Em "A Pedra do Reino", o diretor optou por filmar em 16
mm, em vez da câmera digital
da microssérie anterior. Mas é
possível traçar uma linha de
continuidade que perpassa
seus diversos trabalhos, configurando um estilo próprio. Há
confinamento na filmagem,
poucas externas, planos longos
e pouca câmera na mão.
Uma cidade cenográfica foi
construída em uma rua de Taperoá, usando casas da cidade.
Algumas fachadas permanecem inalteradas, outras ganharam ornamento em gesso, inspirado em lápides de cemitérios locais. Moradores seguem
habitando suas casas-cenário.
A busca da luz difusa permanece. A rua é fechada por um portal que serve de estúdio polivalente: igreja, sala de aula, gabinete e portal propriamente.
FOLHA - Qual a idéia do projeto
"Quadrante"?
LUIZ FERNANDO CARVALHO - A idéia
é realizar uma adaptação literária por semestre, tendo como
base o trabalho de escritores
contemporâneos regionais, jovens em plena produção. Ariano funciona como um abre-alas, por ser quem ele é, alguém
que pensa a brasilidade.
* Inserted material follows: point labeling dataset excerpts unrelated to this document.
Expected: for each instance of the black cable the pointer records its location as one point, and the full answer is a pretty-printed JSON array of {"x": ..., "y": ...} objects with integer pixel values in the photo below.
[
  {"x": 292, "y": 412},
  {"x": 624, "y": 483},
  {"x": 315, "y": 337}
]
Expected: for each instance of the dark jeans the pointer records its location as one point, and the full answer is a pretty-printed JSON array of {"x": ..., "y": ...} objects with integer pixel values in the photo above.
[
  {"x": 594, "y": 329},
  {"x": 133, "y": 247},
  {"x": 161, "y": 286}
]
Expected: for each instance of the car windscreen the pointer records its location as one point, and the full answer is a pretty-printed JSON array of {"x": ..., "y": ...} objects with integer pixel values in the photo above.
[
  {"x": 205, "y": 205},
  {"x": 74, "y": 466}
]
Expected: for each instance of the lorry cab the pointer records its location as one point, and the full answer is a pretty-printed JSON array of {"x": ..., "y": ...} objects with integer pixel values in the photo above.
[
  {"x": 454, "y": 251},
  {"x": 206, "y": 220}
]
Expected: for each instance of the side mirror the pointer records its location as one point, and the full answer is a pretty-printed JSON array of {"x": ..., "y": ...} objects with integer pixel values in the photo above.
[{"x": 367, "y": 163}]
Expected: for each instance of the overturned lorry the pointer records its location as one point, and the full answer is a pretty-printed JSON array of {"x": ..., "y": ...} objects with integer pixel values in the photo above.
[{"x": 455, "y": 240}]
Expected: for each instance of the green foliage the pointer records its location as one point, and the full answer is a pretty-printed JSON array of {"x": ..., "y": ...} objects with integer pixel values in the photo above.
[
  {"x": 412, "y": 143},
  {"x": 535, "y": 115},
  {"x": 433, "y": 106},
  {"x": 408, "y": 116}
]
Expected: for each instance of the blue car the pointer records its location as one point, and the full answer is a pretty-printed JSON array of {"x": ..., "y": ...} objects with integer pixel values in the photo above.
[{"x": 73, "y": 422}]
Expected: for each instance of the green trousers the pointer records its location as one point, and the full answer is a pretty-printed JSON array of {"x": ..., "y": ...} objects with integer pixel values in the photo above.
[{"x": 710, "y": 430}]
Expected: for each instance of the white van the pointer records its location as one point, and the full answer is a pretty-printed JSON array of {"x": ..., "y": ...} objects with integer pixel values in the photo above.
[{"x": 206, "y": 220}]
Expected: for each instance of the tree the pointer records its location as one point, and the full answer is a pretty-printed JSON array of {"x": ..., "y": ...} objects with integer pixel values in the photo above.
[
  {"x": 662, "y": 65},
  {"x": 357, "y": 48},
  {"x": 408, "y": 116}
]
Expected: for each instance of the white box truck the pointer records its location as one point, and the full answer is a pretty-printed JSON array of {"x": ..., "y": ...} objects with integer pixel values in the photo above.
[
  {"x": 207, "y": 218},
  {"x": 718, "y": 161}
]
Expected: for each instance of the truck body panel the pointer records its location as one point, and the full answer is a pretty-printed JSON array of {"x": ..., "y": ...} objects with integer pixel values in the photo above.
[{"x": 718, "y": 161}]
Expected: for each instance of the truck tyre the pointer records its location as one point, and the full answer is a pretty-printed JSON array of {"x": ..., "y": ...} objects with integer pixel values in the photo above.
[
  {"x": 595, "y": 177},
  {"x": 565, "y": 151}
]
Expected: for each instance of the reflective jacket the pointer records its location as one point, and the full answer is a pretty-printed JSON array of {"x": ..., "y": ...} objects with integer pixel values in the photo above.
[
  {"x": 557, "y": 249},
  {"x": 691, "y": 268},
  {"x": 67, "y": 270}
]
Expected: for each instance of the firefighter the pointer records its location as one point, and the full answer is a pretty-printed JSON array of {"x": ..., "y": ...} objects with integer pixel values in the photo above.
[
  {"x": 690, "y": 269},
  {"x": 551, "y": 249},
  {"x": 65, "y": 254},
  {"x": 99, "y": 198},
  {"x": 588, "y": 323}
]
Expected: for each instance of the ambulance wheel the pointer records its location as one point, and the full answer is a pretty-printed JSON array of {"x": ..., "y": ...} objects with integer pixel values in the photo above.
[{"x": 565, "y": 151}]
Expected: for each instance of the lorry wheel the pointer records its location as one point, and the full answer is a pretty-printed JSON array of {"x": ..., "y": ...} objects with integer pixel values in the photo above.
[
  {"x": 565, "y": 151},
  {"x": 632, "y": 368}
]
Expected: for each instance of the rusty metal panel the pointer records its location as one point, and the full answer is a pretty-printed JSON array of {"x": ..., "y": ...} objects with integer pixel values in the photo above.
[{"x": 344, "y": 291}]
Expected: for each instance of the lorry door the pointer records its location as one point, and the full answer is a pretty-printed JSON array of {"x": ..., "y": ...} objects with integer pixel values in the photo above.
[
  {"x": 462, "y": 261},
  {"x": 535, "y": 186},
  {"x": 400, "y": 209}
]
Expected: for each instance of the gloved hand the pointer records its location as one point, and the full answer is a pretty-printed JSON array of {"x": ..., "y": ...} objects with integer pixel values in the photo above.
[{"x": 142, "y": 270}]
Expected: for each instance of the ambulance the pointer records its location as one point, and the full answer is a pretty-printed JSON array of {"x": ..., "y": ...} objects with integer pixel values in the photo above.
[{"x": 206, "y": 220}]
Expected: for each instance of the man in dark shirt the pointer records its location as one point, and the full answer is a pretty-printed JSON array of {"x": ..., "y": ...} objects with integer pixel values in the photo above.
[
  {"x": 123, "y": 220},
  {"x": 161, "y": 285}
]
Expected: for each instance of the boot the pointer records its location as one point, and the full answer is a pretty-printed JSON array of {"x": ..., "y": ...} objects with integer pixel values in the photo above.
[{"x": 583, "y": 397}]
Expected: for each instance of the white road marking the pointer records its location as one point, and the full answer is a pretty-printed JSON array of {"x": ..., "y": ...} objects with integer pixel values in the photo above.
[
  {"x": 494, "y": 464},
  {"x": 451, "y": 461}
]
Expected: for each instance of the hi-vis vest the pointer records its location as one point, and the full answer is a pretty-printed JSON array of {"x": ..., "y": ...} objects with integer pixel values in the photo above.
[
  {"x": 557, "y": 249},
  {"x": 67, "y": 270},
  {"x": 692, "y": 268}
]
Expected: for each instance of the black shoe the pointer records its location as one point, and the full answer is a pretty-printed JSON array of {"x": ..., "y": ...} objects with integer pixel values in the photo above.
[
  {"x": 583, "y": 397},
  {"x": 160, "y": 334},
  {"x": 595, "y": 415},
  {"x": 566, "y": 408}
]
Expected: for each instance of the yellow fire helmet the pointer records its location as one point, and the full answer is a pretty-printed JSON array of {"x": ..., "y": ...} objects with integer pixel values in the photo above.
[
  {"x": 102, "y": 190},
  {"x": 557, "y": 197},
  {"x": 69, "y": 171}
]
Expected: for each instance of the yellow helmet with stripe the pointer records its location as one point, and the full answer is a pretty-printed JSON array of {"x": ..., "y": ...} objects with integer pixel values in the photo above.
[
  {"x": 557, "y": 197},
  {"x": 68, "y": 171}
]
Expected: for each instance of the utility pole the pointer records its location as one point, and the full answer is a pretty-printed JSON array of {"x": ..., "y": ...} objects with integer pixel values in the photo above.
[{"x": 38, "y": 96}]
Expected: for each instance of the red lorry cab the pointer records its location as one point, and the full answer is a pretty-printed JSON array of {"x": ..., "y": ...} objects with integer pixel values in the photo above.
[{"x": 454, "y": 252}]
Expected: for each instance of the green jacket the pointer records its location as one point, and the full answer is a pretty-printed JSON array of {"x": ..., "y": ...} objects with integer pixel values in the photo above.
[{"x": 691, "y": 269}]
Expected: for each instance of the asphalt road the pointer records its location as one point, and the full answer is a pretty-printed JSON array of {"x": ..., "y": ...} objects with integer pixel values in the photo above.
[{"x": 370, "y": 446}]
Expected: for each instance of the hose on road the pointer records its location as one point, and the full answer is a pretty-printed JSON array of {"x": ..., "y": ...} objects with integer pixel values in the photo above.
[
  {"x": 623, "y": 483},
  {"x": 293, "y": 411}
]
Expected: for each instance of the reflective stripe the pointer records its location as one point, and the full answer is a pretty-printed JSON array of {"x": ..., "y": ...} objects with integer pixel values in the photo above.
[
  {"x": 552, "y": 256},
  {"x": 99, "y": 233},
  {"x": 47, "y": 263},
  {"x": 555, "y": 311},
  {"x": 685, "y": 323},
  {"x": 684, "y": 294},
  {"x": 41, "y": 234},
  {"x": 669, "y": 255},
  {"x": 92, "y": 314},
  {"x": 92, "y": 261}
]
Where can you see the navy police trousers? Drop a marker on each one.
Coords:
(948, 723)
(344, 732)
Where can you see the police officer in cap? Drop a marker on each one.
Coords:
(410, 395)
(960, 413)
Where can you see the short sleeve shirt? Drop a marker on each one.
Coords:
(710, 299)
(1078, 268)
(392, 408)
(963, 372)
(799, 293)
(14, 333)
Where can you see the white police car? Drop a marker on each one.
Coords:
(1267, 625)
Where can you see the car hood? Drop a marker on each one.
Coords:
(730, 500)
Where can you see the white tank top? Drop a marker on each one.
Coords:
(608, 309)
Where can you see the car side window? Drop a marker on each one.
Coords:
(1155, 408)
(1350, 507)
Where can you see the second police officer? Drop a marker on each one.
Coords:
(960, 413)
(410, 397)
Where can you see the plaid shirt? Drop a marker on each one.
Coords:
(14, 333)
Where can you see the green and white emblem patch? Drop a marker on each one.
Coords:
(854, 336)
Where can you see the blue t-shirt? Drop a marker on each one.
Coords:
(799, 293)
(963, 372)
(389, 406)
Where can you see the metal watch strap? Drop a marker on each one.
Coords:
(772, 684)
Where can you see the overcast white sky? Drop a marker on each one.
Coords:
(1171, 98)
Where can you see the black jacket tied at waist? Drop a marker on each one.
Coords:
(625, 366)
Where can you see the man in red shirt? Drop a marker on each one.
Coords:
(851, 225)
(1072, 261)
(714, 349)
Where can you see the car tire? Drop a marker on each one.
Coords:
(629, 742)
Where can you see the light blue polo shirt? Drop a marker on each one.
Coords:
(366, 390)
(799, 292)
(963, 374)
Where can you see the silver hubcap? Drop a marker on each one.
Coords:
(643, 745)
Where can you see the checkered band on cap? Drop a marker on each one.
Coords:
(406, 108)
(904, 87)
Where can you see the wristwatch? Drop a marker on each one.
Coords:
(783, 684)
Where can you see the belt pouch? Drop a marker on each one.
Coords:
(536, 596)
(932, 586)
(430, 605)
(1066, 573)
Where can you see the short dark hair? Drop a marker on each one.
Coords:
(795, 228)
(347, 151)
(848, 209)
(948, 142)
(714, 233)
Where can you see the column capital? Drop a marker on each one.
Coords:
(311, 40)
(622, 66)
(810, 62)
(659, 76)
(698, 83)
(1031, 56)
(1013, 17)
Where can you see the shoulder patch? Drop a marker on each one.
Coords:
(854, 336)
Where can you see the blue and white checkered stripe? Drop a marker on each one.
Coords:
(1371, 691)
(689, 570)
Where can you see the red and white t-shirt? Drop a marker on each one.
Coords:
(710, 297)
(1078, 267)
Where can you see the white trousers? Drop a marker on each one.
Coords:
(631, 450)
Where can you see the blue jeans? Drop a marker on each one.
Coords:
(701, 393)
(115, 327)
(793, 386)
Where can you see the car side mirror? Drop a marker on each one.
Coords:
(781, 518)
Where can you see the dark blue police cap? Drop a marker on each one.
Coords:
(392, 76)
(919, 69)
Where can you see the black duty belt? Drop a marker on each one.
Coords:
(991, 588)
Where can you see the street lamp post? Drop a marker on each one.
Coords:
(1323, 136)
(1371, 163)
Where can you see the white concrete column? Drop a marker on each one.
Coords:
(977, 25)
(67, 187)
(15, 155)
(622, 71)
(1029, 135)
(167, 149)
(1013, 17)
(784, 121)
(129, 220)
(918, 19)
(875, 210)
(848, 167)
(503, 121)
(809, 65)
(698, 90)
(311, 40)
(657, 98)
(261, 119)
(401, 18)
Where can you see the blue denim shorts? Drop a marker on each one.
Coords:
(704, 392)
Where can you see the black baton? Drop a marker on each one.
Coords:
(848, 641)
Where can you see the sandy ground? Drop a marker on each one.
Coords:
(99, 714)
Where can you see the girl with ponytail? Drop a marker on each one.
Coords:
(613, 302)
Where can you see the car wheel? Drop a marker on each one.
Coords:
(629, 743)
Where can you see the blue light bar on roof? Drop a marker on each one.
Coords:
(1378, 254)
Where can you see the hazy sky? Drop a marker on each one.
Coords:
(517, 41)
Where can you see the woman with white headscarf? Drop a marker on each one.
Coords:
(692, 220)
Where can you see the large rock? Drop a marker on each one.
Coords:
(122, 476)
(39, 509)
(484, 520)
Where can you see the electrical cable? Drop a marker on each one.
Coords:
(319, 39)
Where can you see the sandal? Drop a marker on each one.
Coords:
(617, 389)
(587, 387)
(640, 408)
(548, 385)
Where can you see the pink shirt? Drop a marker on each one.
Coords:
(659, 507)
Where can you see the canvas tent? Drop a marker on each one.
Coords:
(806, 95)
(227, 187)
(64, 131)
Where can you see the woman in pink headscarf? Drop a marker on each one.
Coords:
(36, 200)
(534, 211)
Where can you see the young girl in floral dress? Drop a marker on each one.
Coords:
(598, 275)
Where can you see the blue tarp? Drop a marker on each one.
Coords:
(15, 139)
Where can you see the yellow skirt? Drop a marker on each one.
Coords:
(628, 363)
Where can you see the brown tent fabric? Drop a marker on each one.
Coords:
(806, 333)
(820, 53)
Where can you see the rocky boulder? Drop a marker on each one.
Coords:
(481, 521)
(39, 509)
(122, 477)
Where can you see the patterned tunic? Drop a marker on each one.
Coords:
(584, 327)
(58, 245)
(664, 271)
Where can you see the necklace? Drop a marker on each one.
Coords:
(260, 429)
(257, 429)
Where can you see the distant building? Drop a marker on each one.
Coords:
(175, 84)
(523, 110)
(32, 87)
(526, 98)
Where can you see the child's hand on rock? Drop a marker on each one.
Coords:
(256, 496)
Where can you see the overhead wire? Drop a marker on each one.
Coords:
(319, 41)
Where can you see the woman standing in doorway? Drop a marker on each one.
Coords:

Outros
são mais conhecidos em seus
estados, como o maravilhoso
contista gaúcho Sérgio Faraco.
Todas as produções serão rodadas em locações, empregando
elenco e artesãos locais.
FOLHA - Por que trabalhar com
adaptações literárias?
CARVALHO - A literatura consegue trabalhar nas entrelinhas.
A vida não fica restrita a ação e
reação, causa e efeito, moral da
história, bom e mau.
FOLHA - Vocês criaram uma cidade
cenográfica viva em pleno sertão.
Qual a importância da geografia
desse lugar para o projeto?
CARVALHO - Estarmos aqui no
sertão é fundamental na preparação de tudo. O território é a
semente. É como se estivéssemos entrando no espaço da ancestralidade. Não só do autor,
Ariano, mas da minha, que tenho parte da família nordestina, e dos atores, que são todos
nordestinos. Daí a idéia da cidade-lápide como uma cidade-memória.
FOLHA - Você busca enraizamento
para conseguir transcender o local?
CARVALHO - Para não cair no
folclorismo. A luta da vida contra a morte está no cerne da vida do sertanejo. Esse fio de navalha entre a seca e o inverno.
Um grande agropecuário pode
se transformar em um retirante em poucos meses. E quando
você incorpora essa possibilidade de um dia perder tudo, você começa a rir da sua insignificância. Você percebe que é apenas mais uma coisa ao lado daquele pé de árvore que vai secar.
FOLHA - Quaderna, o anti-herói da
história, é um contador de histórias
que viaja no tempo desse reino-país-mundo...
CARVALHO - No tempo de hoje,
Quaderna é esse velho ator, velho rei, velho palhaço, que, ao
mesmo tempo que continua
pelas estradas atrás de um tesouro deixado pelos seus antepassados, permanece no centro
da arena, contando a sua história. No meio de toda aquela praça cheia de gente de roupa de
hoje em dia, está lá o pai dele. O
público é o povo de Taperoá,
onde a história real se deu. O
público vai estar assistindo à
sua própria história ser recontada.
FOLHA - Por que uma arena?
CARVALHO - A arena cheia é a
configuração de um espetáculo
medieval, uma mistura de teatro de rua com auto sacramental. A idéia da arena é a de espremer a história em um espaço único, de forma que cada elemento que entre ali ganhe uma
proporção mítica. Como em
uma tragédia grega, nessa microssérie não existem cenas
apenas para refrescar a narrativa. Não há lugar para o prosaico.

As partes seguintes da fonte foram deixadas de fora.